Darrin Horn had to know that recruiting was going to be difficult at South Carolina, but it’s hard to imagine even he knew quite how hard.
In a state where basketball plays second-fiddle to football – and even third-fiddle to football and baseball for a large part of the population – recruiting was always going to be the biggest challenge facing the USC men’s basketball coach.
Horn has effectively kept some top instate players from leaving the Palmetto State, most notably R.J. Slawson in the Class of 2010 and Damien Leonard in the Class of 2011. Both were top-100 prospects in their classes.
However, it’s going to be tough to compete for championships in a state that has produced just two McDonald’s All-Americans in the last decade, Milton Jennings in 2009 and Raymond Felton in 2002.
The state has produced nine All-Americans all-time, and USC has inked just two of them: Lower Richland’s Rolando Howell in 2000 and Irmo’s B.J. McKie in 1995. USC did sign Baltimore’s Terry Dozier, another All-American, in 1985.
So, as the Gamecocks try to repair their roster and the program’s image, recruiting is vital.
“We feel good about where we are,” said Horn, speaking before an audience Wednesday at Gamecock Fan Fest in Fort Mill. “I don’t think you’re ever satisfied in recruiting, but we’ve got to continue to work hard and get ready for July recruiting. We’ll keep grinding.”
Some recruiting analysts believe that Horn and Co. will have to work extra hard to show recruits there is a healthy status quo within the program.
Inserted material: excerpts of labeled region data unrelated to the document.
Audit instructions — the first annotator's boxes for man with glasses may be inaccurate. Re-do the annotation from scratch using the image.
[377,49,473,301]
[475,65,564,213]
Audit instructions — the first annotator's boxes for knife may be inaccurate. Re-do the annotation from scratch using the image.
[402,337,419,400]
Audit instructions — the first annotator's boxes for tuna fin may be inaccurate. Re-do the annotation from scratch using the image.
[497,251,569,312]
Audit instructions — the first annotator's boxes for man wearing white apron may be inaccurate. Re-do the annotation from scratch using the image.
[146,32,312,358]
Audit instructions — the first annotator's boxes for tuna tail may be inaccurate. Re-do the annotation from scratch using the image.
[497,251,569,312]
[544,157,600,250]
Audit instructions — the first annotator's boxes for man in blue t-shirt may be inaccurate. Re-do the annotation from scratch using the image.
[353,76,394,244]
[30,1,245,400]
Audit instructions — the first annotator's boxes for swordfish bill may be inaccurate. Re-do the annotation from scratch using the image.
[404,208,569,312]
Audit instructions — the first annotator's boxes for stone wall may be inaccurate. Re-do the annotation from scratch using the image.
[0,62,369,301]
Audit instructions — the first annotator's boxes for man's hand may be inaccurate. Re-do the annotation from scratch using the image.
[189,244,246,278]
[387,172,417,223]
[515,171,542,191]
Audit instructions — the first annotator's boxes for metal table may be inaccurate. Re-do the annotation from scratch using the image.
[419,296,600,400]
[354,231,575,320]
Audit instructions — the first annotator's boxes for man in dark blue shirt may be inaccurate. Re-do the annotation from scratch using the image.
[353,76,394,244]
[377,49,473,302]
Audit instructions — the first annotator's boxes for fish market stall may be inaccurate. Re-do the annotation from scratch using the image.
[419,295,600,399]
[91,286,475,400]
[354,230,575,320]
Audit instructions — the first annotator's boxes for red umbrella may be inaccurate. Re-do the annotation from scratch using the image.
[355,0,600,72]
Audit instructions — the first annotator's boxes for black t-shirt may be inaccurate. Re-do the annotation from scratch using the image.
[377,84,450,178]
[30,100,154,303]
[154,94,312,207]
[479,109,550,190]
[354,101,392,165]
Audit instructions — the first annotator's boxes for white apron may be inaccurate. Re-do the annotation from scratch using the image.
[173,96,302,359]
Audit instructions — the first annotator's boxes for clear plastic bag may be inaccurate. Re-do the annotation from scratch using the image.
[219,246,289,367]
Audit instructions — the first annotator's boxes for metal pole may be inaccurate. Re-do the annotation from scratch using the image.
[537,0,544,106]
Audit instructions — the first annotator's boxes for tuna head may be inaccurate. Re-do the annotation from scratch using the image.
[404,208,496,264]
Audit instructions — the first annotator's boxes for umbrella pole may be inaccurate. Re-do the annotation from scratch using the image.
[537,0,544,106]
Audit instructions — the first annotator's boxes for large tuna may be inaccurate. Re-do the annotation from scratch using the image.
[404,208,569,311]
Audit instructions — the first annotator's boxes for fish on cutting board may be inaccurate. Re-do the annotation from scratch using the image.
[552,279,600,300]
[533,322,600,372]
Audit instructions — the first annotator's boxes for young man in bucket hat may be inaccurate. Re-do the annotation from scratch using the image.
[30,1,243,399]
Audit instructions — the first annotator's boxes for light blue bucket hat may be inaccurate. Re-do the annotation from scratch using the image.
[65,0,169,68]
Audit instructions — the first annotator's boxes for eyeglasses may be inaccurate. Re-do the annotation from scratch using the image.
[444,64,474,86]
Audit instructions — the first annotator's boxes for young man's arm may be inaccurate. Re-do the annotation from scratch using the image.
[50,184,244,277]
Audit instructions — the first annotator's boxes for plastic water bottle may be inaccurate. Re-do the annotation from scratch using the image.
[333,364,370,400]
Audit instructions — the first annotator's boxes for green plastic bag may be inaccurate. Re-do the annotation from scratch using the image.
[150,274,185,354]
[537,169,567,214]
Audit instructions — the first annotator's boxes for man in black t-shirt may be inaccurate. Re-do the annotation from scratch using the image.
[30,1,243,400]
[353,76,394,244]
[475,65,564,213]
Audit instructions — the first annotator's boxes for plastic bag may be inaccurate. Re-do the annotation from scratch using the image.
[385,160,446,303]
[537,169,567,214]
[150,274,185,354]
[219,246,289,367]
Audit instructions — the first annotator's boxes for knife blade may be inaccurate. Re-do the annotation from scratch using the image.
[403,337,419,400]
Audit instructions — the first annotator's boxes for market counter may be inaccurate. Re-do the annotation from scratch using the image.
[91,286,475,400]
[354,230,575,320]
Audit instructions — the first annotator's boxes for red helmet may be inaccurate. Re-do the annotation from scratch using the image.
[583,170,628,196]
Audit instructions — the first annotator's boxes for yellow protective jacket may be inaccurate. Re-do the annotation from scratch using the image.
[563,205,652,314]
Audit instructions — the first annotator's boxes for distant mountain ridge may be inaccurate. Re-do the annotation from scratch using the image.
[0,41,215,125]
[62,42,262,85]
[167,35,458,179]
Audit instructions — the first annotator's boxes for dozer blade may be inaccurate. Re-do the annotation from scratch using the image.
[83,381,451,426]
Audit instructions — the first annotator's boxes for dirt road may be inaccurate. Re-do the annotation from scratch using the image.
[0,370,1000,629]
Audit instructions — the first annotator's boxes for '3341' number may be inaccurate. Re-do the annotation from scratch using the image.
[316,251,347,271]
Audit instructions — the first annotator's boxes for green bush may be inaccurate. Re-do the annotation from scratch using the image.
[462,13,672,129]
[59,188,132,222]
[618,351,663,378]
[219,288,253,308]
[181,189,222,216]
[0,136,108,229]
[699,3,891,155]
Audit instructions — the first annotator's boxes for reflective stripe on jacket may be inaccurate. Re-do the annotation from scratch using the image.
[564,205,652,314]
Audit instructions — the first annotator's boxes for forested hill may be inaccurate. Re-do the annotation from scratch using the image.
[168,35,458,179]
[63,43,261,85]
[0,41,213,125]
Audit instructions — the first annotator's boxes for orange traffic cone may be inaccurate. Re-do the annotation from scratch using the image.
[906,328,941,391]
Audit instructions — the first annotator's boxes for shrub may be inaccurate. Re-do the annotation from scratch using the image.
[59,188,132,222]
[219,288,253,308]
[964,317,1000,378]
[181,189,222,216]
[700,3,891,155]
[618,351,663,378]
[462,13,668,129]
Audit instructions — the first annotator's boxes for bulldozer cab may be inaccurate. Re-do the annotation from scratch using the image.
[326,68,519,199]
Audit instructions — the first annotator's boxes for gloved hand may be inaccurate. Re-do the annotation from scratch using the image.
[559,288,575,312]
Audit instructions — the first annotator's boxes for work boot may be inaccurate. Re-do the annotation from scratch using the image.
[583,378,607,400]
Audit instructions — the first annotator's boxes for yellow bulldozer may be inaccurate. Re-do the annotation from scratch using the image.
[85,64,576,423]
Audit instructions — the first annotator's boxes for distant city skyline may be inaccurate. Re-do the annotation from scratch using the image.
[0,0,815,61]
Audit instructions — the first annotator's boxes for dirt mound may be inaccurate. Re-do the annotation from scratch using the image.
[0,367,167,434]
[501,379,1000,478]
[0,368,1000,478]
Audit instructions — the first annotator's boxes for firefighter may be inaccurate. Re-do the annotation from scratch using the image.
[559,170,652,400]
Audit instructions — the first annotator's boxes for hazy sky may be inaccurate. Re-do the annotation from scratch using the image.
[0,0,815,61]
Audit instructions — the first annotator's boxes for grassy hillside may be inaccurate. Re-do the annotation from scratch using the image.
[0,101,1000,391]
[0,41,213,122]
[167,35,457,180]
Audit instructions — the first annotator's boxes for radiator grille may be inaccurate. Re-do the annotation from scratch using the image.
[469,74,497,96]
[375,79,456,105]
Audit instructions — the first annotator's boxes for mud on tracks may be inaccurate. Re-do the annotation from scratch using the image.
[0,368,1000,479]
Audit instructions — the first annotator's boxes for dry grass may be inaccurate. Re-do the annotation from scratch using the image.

Although each of the three players that transferred did so for their own individual reasons, it will be imperative that the coaching staff proves to prospects that there aren’t major problems within the program.
Horn said the departures open up spots on the roster and the potential for early playing time with signees.
“That’s something as we get deeper into recruiting could come up, without question,” Horn said of the defections. “We’ll address it like we do anything, upfront and honestly and take it from there.
“I think it can,” he added of the potential benefits of offering early playing time. “Some of it depends on the spot as well and who it is. It’s something that’s always a possibility. For us we’ve got a track record of playing the best guys regardless of what class they are in. That’s always a selling point.”
USC football coach Steve Spurrier trumpeted his program’s recent instate recruiting success at the event, saying the Gamecocks signed 10 of the 11 players from the Palmetto State they targeted in the Class of 2011. Their only miss was Marlboro County linebacker Lateek Townsend, who signed with Clemson.
“What we finally have done here at South Carolina we’re getting the best players to stay at home and play for their state university,” Spurrier told the crowd. “When kids from out of state see that, then we have a chance to recruit them also. But you’ve got to get your instate guys, and we’ve been fortunate the last two or three years that we’re making big progress on that right there.”
Having stolen all the instate momentum away from Clemson, the Gamecocks are certainly in position to have similar success in the Class of 2012. However, it remains to be seen if the program will have the available scholarships to accept all of the instate prospects who have been offered.
Recruiting coordinator Steve Spurrier Jr. said earlier this spring the program was projecting 14 available scholarships next year. A few more will likely open up in the coming months, but USC won’t have the flexibility to sign a large class like it did in February.